Jonah Tali Lomu net worth is
Jonah Tali Lomu Wiki Biography
Jonah Tali Lomu was born on 12 May 1975, in Greenlane, Central Auckland, New Zealand, of Tongan descent. He was a rugby union player, best known for being the youngest rugby player to represent the New Zealand All Blacks internationally.
So just how rich was Jonah Lomu? According to sources, Lomu had earned a net worth of over $2 million, acquired largely during his rugby career which began in the early ‘90s.
Jonah Lomu Net Worth $2 Million
Lomu grew up in a working-class family in Auckland, where he attended Wesley College. He began playing rugby league during his teenage years, but joined the New Zealand national rugby team, the All Blacks, in 1994, on the left wing. He was the youngest person to play for the team, being aged 19, and the first All Black since 1905 to score four tries in a match against France.
Not long after, he was selected to the squad for the 1995 World Cup in South Africa. Although his team lost in the in the World Cup final, Lomu was praised for scoring a remarkable seven tries in five matches, which put him into the international spotlight, boosting his popularity. His wealth started to rise.
In 1996 Lomu led the team to become the winner of Tri Nations, an annual competition between New Zealand, South Africa and Australia, however, later that year, he was diagnosed with nephrotic syndrome, a severe kidney disorder, which caused him to miss the 1997 Tri Nations Series. The following year saw him winning a gold medal in the Rugby Sevens event at the Commonwealth Games in Kuala Lumpur.
In 1999 Lomu’s team won the Tri Nations championship again, and not long after came the 1999 World Cup, during which he scored eight tries, and although his team lost to France, he set the record of most tries in a single World Cup. This reinforced his popularity in the world of rugby, significantly contributing to his net worth.
The following year the player scored a try in the 2000 Tri Nations Series, in the acclaimed ‘match of the century’ against the Australian Wallabies, enabling the All Blacks to win 39-35, but his team finished second in the Series. He also played for the Barbarian F.C. in 2000, and the following year for the New Zealand Sevens, winning the 2001 Sevens World Cup.
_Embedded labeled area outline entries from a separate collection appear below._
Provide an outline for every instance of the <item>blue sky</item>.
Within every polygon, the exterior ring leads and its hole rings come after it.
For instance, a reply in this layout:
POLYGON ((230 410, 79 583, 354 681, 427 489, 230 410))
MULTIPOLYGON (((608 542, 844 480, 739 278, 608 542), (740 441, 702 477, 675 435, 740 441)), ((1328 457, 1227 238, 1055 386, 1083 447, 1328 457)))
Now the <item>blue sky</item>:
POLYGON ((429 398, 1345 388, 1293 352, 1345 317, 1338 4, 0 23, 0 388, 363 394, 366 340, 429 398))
Despite his worsening physical condition in 2002, Lomu played 63 tests, scoring 37 tries, He was inactive the following year, due to undergoing dialysis three times a week, followed by a kidney transplant in 2004. Afterward, he was able to play sporadically, however, with limited success. After suffering an injury while playing for the New Zealand first division provincial team North Harbour in the NPC in 2005, he briefly played for Welsh club the Cardiff Blues, then the following year he returned to North Harbour, but failed to sign a Super 14 deal, and thus didn’t make it to the World Cup Squad.
Lomu retired from professional rugby in 2007. Aside from participating in several charity matches in the following years, he also briefly played semi-professional rugby in the French amateur league system, for the Marseille Vitrolles.
Lomu had established an outstanding career in rugby, which enabled him to earn numerous awards and honors, such as being inducted into the International Rugby Hall of Fame as well as in the World Rugby Hall of Fame. It had also enabled him to amass a significant fortune.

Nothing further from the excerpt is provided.